Remember the goal of this project, to create a custom keyboard for use with a standard Kindle. The Kindle is a fantastic design, but only if you have small fingers or superior motor control. For people with certain physical disabilities, this device is completely unusable.
Today we'll begin creating the physical adapter board that will allow us to solder buttons and such together to create a custom keyboard. We'll worry about the actual layout and physical appearance later. First we have to prove that this is even possible. The first task is to gain access to each of the tiny conductors in the Flexible Flat Cable (FFC) on the Kindle motherboard.
The Hirose connector used on the Kindle is a 20-pin type, with 0.5mm pin spacing. The only breakout I could find readily available is an 80-pin TQFP type, for use with certain microcontrollers. It's a great design, with duplicate pads on both sides. There are four possible mounting locations for a connector of this type on each side of the board, which means I can screw up the soldering 7 times and still not be out of luck.

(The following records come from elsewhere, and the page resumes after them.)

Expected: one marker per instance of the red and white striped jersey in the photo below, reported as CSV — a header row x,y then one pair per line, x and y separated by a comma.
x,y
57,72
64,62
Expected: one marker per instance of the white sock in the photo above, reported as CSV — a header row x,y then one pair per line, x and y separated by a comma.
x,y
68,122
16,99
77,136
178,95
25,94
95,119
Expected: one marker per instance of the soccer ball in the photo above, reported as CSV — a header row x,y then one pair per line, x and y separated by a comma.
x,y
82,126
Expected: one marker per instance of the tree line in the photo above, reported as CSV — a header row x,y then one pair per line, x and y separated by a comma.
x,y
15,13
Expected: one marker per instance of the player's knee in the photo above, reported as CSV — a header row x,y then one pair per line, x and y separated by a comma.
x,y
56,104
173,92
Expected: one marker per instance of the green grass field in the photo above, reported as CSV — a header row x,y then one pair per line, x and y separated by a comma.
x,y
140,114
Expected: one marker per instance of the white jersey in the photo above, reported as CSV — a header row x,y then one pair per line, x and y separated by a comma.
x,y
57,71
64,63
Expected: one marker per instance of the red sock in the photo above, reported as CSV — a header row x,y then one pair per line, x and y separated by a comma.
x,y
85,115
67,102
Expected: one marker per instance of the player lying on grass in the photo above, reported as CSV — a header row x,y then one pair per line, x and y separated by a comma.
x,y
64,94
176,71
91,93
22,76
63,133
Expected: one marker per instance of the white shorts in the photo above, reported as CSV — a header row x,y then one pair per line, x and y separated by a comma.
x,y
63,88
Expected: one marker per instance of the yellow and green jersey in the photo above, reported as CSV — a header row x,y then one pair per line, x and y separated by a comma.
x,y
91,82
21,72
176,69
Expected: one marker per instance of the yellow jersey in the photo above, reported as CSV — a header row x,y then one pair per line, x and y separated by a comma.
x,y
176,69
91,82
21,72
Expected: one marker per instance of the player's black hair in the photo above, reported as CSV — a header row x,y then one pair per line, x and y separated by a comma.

I really only need one connector. I bought six. Turns out three was the magic number (surface mount soldering is tricky!).
Thanks to the surprisingly handy magnifying ring lamp my Dad got me back in college, I was finally able to secure the connector to the breakout without shorting any of the leads. A quick continuity test with my multimeter showed that each pin was securely fastened to the board.
A couple scorch marks never hurt anyone...
Flat Flexible Cable (FFC) test fit
Now that we've got the connector attached to a suitable (albeit oddly shaped) breakout board, let's do one final sanity check. We need to make sure the other end of the cable actually fits into the Kindle's socket. This is the acid test, and will prove whether or not we actually bought the right connector.
Whew! That's a relief. The cable fits securely into both the Kindle connector and my hacked-together breakout board.
That's enough for today. Now that we have access to the keyboard, we can begin testing to figure out exactly how the buttons work.